Put humans in the ancestral environment, and they'll behave as if they like nutrition and reproducing. Put them in the modern environment, and they'll behave as if they like tasty food and good feelings. Pump heroin into their brains, and they'll behave as if they want high dopamine levels.
None of these are the One True Values of the humans, they're just what humans seem to value in context, at different levels of abstraction. And this is all there is - there is no One True Context in which we find One True Values, there are just regular contexts. Thus we're in a bit of a pickle when it comes to teaching an AI how we want the world to be rearranged, because there's no One True Best State Of The World.

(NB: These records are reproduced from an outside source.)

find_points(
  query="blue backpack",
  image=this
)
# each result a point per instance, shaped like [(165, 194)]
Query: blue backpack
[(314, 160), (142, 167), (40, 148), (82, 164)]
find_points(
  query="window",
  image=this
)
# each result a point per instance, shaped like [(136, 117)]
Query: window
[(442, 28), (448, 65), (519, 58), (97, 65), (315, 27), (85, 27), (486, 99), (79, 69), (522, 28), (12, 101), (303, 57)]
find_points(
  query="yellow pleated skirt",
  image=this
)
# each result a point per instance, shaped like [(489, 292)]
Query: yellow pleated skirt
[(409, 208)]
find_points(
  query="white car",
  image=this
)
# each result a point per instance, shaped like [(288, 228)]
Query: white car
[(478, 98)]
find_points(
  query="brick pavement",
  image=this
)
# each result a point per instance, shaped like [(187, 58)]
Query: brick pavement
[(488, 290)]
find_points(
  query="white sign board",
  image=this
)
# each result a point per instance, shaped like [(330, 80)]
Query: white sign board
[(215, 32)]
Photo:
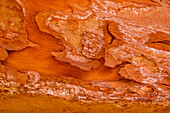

This underdetermination gets even worse when we consider that there's no One True Generalization Procedure, either. At least for everyday sorts of questions (do I want nutrition, or do I want tasty food?), we're doing interpolation, not extrapolation. But when we ask about contexts or options totally outside the training set (how should we arrange the atoms of the Milky Way?), we're back to the problem illustrated with train tracks in The Tails Coming Apart As Metaphor For Life.
Sometimes it feels like for every value alignment proposal, the arbitrariness of certain decisions sticks out like a missing finger on a hand. And we just have to hope that it all works out fine and that this arbitrary decision turns out to be a good one, because there's no way to make a non-arbitrary decision for some choices.
Is it possible for us to make peace with this upsetting fact of moral indeterminacy? If two slightly different methods of value learning give two very different plans for the galaxy, should we regard both plans as equally good, and be fine with either? I don't think this acceptance of arbitrariness is crazy, and some amount is absolutely necessary. But this pill might be less bitter to swallow if we clarify our picture of what "value learning" is supposed to be doing in the first place.
AIs aren't driving towards their One Best State anyhow:
For example, what kind of "human values" object do we want a value learning scheme to learn? Because it ain't a utility function over microphysical states of the world.
After all, we don't want a FAI to be in the business of finding the best position for all the atoms, and then moving the atoms there and freezing them. We want the "best state" to contain people growing, exploring, changing the environment, and so on. This is only a "state" at all when viewed at some very high level of abstraction that incorporates history and time evolution.
So when two Friendly AIs generalize differently, this might look less like totally different end-states for the galaxy, but like subtly different opinions on which dynamics make for a satisfying galactic society... which eventually lead to totally different end-states for the galaxy. Look, I never said this would make the problem go away - we're still talking about generalizing from our training set to the entire universe, here. If I'm making any comforting point here, it's that the arbitrariness doesn't have to be tense or alien or too big to comprehend, it can be between reasonable things that all sound like good ideas.
And jumping Jehoshaphat, we haven't even talked about meta-ethics yet. AI that takes meta-ethics into account wouldn't only learn what we appear to value according to whatever definition it started with, it would try to take into account what we think it means to value things, what it means to make good decisions, what we think we value, and what we want to value.
This can get a lot trickier than just inferring a utility function from a human's actions, and we don't have a very good understanding of it right now. But our concern about the arbitrariness of values is precisely a meta-ethical concern, so you can see why it might be a big deal to build an AI that cares about meta-ethics. I'd want a superhuman meta-ethical reasoner to learn that there was something weird and scary about this problem of formalizing and generalizing values, and take superhumanly reasonable steps to address this. The only problem is I have no idea how to build such a thing.
But in lieu of superintelligent solutions, we can still try to research appealing metaethical schemes for controlling generalization.
One such scheme is incrementalism. Rather than immediately striking out for the optimal utopia your model predicts, maybe it's safer to follow something like an iterative process - humans learning, thinking, growing, changing the world, and eventually ending up at a utopia that might not be what you had in mind at the start. (More technically, we might simulate this process as flow between environments, where we start with our current environment and values, and flow to nearby environments based on our rating of them, at each step updating our values not according to what they would actually be in that environment, but based on an idealized meta-ethical update rule set by our current selves.)
This was inspired by Scott Garrabrant's question about gradient descent vs. Goodhart's law. If we think of utopias as optimized points in a landscape of possibilities, we might want to find ones that lie near to home - via hill-climbing or other local dynamics - rather than trusting our model to safely teleport us to some far-off point in configuration space.
It also bears resemblance to Eliezer_2004's meta-ethical wish list: "if we knew more, [...] were the people we wished we were, had grown up farther together..." There just seems to be something meta-ethically trustworthy about "growing up more."
This also illustrates how the project of incorporating meta-ethics into value learning really has its work cut out for it. Of course there are arbitrary choices in meta-ethics too, but somehow they seem more palatable than arbitrary choices at the lower meta-level. Whether we do it with artificial help or not, I think it's possible to gradually tease out what sort of things we want from value learning, which might not reduce the number of arbitrary choices, but hopefully can reduce their danger and mystery.